Validation of the results
To validate the results of the protein microarray, studies on reproducibility and protein expression were performed by 2 other standard techniques—Western blotting (immunoblotting) and immunohistochemistry. To assess reproducibility, protein from the normal B cells was labeled with Cy3 and Cy5 on the same slide and no difference was found between the 2 samples (data not shown), indicating equal labeling of the proteins by the 2 fluorescent dyes. There were 2 MCL samples analyzed on multiple occasions and the results were highly reproducible (data not shown).
In an attempt to further validate the results of the antibody arrays, Western blot analysis and immunohistochemistry were performed on the same samples used for the protein microarray analysis. Figure 4 demonstrates the expression of RCC1, p43/EMAPII precursor, procaspase-7, inhibitor 2, Hsp90, AKAP149, cyclin D1, Rb2, procaspase-8, and actin by Western blot analysis using additional aliquots of the same protein extracts used for the antibody arrays. These aliquots were available for 5 of the 7 MCL patients. As a control, 2 separately processed aliquots of protein from the normal tonsil were included on the same blot. All lanes were loaded with 50 μg protein. Results of this analysis demonstrated that RCC-1, p43/EMAPII precursor, caspase-7, and inhibitor 2 were all overexpressed in a majority of the MCL samples compared with control B cells. In contrast Rb2 and procaspase-8, which were not identified as overexpressed proteins by the antibody arrays, were also not overexpressed on the Western blots.

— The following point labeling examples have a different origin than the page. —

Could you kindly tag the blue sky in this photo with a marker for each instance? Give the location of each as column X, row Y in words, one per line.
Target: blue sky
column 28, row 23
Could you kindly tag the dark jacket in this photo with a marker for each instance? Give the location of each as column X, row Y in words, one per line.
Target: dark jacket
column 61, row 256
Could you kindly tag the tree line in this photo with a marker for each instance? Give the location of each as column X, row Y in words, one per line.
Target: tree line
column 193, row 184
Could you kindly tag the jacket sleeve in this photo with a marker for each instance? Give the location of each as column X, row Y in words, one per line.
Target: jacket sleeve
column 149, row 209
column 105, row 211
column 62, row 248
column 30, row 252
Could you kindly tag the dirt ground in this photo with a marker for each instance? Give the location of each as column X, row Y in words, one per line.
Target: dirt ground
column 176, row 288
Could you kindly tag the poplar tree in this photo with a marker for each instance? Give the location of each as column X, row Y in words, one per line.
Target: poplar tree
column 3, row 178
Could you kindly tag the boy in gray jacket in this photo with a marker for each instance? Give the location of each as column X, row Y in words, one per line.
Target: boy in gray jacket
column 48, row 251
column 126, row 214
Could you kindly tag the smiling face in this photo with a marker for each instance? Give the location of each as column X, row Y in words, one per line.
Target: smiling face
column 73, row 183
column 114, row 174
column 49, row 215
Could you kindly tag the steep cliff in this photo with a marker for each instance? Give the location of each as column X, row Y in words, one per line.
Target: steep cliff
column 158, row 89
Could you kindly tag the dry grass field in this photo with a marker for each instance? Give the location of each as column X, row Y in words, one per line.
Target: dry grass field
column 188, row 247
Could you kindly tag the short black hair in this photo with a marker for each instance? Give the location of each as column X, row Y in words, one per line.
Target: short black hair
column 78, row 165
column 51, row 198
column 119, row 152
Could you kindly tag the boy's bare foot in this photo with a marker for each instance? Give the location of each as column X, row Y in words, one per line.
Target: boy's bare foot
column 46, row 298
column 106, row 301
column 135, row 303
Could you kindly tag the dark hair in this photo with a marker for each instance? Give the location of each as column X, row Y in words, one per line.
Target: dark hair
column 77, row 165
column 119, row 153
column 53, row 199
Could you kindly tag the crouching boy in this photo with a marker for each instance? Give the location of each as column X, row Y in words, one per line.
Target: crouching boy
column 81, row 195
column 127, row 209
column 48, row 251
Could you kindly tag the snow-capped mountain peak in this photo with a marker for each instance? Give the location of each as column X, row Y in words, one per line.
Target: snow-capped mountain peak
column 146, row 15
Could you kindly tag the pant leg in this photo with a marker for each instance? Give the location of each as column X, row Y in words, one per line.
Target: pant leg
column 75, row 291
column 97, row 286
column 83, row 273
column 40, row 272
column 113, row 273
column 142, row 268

Although some of the predictions of the arrays were confirmed, immunoblotting also demonstrated that the antibody arrays had both false positives and false negatives. While the antibody arrays indicated that Hsp90 was up-regulated 2-fold in the MCL samples, this was not evident on the immunoblots. A similar discrepancy was observed with AKAP149. These results demonstrate the importance of confirming predictions of the arrays by an independent method. As an alternative approach to validating results of the antibody arrays, protein expression in MCL and normal tonsil was also examined by immunohistochemistry. Figure 5 demonstrates the expression of CRIK, Hsp90, and MDM2 in the paraffin-embedded tissue from the same biopsies used for the protein array analysis. Consistent with the results of the antibody arrays, increased staining for CRIK and MDM2 was observed in MCL samples. As was the case with immunoblotting, immunohistochemistry failed to demonstrate elevated Hsp90. Consistent with the results of the antibody arrays, immunohistochemistry failed to detect up-regulation of Bcl-xL, Paxillin, Rb-2, and KU-80. Further analysis (Figure 6) demonstrated that the levels of Hsp90, MDM2, cyclin D1, and CRIK in the control tonsil sample used for the protein arrays are similar to those observed in other tonsillar tissues, indicating that these protein levels are confirmed in multiple control samples.
Discussion
Despite the advances in understanding of the molecular pathogenesis of MCL, treatment remains inadequate.5 Accordingly, there is considerable interest in elucidating the molecular pathways that contribute to resistance to apoptosis and resistance to therapeutic interventions in MCL. A large body of information has been recently generated using transcriptional profiling in B-cell lymphomas, including MCL. However, not all changes in the mRNA expression lead to similar changes at the protein level.17 As an alternative, high-throughput proteomic profiling of cancer cells might yield more direct answers to the functional differences between malignant and normal cells. With this in mind, our objective was to use antibody-based protein microarrays to characterize the expression of polypeptides in MCL that might contribute to the biology of this neoplasm.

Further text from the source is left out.